After that, it's personal taste, and what you shoot accurately.

For target shooting, you're talking a different animal. But for basic paper-punching, 2-4" accuracy at 10-15yds, and utter reliabililty, stay with a modern design, $400-600 gun. For beginners, pick a good high-capacity, low maintainance 9mm, and shoot the hell out of it... 100 rounds per week.

When you get 4-6 months dow the line, shoot some more guns, refine your tastes, practice, practice, practice.
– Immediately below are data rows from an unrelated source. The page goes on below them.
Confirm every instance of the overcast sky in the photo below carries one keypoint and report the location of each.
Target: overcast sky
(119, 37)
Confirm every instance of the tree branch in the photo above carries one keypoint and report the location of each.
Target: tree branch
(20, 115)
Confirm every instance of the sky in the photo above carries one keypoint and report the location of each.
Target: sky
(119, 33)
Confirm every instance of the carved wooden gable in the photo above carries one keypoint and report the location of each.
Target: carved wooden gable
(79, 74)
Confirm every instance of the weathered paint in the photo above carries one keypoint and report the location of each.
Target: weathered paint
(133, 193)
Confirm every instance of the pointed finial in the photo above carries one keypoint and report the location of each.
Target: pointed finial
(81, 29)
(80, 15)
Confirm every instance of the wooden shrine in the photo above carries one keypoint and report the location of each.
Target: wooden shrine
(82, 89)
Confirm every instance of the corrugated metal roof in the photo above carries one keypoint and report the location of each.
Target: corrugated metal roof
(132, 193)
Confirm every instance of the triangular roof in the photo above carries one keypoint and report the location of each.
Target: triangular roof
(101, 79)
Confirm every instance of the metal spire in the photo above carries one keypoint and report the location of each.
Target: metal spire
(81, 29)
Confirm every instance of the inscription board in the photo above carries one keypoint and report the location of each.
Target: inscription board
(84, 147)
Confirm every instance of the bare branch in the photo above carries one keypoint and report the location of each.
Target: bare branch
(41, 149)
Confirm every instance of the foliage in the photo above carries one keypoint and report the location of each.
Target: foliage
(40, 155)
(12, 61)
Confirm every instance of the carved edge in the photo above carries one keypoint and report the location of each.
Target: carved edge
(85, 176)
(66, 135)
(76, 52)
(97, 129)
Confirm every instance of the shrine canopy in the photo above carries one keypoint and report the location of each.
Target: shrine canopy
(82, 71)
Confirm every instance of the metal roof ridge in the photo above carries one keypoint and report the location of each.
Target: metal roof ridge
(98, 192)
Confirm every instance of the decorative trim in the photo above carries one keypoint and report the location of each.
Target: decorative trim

Unreliable guns? There are exceptions to every rule. There are "bad" Glocks, and "perfect" Tauruses... But for $400-600, in a modern 9mm, 90% of the guys on this sight would be happy with a Glock, XD, or M&P. Rounding out the pack would be the Kel Tec, Ruger, and Walther guys, and then the pricier Sigs and HKs. They're all excellent guns, just do your shopping, and shoot as many as you can.

Good luck!

JW


----------



## Bob Wright (May 10, 2006)

I never met a handgun I didn't like.

A few I learned to dislike, however. These are those that scatter my empty cases all around, and those that fail to group consistantly.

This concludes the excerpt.